I signed up for this thing called Track Your Happiness. You get texts 3 times a day for two weeks and they ask questions about how you're feeling, what you're doing, etc. It sounded kind of intriguing to me to think about what makes me happy. Every time I hear the little door bell sound of a text I obediently tap away answering the questions. I was raised to be a good girl damn it, so I feel terribly guilty if I'm late.

I keep telling it how happy I am (except for a few times here and there) and part of me thinks I'm full of shit. I've got so many worries tumbling around in my head that I could cry at the drop of a hat. I feel overwhelmed by life at the moment, even though things are overall good. Ernie's PSA is down, I assume his shoulder will heal at some point, we'll manage the bills...my boys are beautiful and generally pretty happy I hope, but in some ways it hasn't been the easiest stretch. I mean HELL, nobody has died, which is refreshing but still.....

I don't even know where this post is going. I started it because I realized that I was going to get my little happiness report and it was going to say, "Good GOD woman you are freaking happy" and frankly I'm not at this moment.

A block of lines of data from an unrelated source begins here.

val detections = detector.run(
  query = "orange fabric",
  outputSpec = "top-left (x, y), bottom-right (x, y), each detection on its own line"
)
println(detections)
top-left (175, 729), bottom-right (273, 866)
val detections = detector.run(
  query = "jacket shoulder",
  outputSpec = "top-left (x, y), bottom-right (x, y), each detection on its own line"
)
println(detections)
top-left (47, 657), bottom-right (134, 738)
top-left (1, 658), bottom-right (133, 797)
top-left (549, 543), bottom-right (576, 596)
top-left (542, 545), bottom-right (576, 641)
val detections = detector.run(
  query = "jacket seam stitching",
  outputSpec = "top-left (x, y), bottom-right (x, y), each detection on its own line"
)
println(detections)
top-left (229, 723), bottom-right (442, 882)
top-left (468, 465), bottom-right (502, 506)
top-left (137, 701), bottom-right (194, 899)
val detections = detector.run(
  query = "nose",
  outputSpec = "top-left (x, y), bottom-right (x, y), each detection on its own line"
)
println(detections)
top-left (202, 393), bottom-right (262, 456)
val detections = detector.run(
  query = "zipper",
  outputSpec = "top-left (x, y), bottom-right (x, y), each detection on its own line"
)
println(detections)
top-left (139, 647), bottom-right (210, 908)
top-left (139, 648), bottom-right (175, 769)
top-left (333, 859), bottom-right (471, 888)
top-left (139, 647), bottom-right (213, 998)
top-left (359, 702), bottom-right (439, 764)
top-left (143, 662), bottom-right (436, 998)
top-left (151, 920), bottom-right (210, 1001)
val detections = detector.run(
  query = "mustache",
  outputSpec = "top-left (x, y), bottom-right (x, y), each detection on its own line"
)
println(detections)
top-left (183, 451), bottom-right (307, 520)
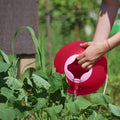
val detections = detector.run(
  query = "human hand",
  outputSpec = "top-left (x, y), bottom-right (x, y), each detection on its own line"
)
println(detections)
top-left (77, 41), bottom-right (110, 69)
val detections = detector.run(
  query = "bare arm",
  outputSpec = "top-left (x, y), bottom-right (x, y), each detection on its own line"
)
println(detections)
top-left (77, 0), bottom-right (120, 69)
top-left (93, 0), bottom-right (119, 42)
top-left (108, 31), bottom-right (120, 49)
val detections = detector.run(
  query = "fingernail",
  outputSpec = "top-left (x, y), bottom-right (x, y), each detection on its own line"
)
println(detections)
top-left (80, 44), bottom-right (82, 46)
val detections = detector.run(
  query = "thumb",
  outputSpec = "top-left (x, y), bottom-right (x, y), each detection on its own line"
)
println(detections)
top-left (80, 42), bottom-right (91, 48)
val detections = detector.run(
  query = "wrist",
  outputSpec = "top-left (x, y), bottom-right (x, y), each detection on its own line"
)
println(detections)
top-left (98, 40), bottom-right (111, 54)
top-left (105, 39), bottom-right (111, 51)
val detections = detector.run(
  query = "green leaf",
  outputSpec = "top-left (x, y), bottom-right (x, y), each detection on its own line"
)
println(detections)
top-left (14, 109), bottom-right (24, 119)
top-left (48, 72), bottom-right (63, 93)
top-left (27, 78), bottom-right (33, 86)
top-left (0, 104), bottom-right (15, 120)
top-left (90, 93), bottom-right (110, 105)
top-left (103, 94), bottom-right (111, 103)
top-left (0, 61), bottom-right (10, 73)
top-left (88, 111), bottom-right (105, 120)
top-left (12, 26), bottom-right (42, 69)
top-left (0, 109), bottom-right (15, 120)
top-left (88, 111), bottom-right (97, 120)
top-left (17, 89), bottom-right (27, 101)
top-left (51, 115), bottom-right (57, 120)
top-left (77, 97), bottom-right (92, 110)
top-left (66, 96), bottom-right (91, 114)
top-left (51, 67), bottom-right (56, 74)
top-left (35, 69), bottom-right (48, 80)
top-left (65, 116), bottom-right (78, 120)
top-left (32, 74), bottom-right (50, 90)
top-left (66, 102), bottom-right (78, 114)
top-left (5, 77), bottom-right (23, 90)
top-left (40, 35), bottom-right (46, 73)
top-left (0, 49), bottom-right (10, 64)
top-left (8, 65), bottom-right (18, 78)
top-left (33, 98), bottom-right (47, 111)
top-left (45, 104), bottom-right (63, 116)
top-left (1, 87), bottom-right (15, 100)
top-left (19, 68), bottom-right (35, 82)
top-left (12, 26), bottom-right (39, 54)
top-left (109, 104), bottom-right (120, 117)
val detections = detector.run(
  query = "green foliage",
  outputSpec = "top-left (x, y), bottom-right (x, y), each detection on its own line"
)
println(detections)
top-left (45, 104), bottom-right (63, 116)
top-left (5, 77), bottom-right (23, 90)
top-left (0, 61), bottom-right (10, 73)
top-left (0, 49), bottom-right (10, 64)
top-left (12, 26), bottom-right (46, 73)
top-left (88, 111), bottom-right (105, 120)
top-left (32, 74), bottom-right (50, 90)
top-left (48, 72), bottom-right (64, 93)
top-left (33, 98), bottom-right (47, 111)
top-left (1, 87), bottom-right (15, 100)
top-left (0, 104), bottom-right (15, 120)
top-left (1, 26), bottom-right (120, 120)
top-left (109, 104), bottom-right (120, 117)
top-left (39, 1), bottom-right (100, 60)
top-left (66, 96), bottom-right (91, 114)
top-left (90, 93), bottom-right (111, 105)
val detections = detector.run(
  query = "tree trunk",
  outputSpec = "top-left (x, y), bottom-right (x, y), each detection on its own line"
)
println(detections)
top-left (75, 23), bottom-right (80, 41)
top-left (45, 0), bottom-right (52, 68)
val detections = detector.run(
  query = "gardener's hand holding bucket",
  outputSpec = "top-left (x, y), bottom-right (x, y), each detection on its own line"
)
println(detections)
top-left (77, 41), bottom-right (110, 69)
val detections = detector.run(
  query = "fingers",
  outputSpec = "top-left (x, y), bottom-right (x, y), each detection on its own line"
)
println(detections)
top-left (80, 42), bottom-right (92, 48)
top-left (77, 53), bottom-right (85, 61)
top-left (77, 42), bottom-right (94, 69)
top-left (77, 55), bottom-right (93, 69)
top-left (78, 57), bottom-right (86, 65)
top-left (77, 53), bottom-right (93, 69)
top-left (81, 62), bottom-right (93, 69)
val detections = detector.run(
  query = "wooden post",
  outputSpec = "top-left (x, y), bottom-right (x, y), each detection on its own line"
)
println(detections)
top-left (0, 0), bottom-right (38, 76)
top-left (18, 55), bottom-right (35, 75)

But then again I do realize that despite the ups and downs, I cherish the joys of my life (oh, oh, oh, and my new fence is up, I don't have to see the neighbor that hates me anymore!!!). Perhaps, instead of being stupidly happy or unhappy, I am just grateful that I am able to choose happiness, even when things are NOT going the way I would like. Not everyone has that choice. Some people, physiologically or psychologically, just aren't able to make that choice to be happy. I am so grateful that I am able to make the choice. Perhaps that's why I keep telling my phone I'm happy....because I know I am able to choose to see the joys....despite the rest.

I am grateful.

Still kinda pissed off at the world....but grateful.

And I'm not going to re-read this because I fear it won't make sense.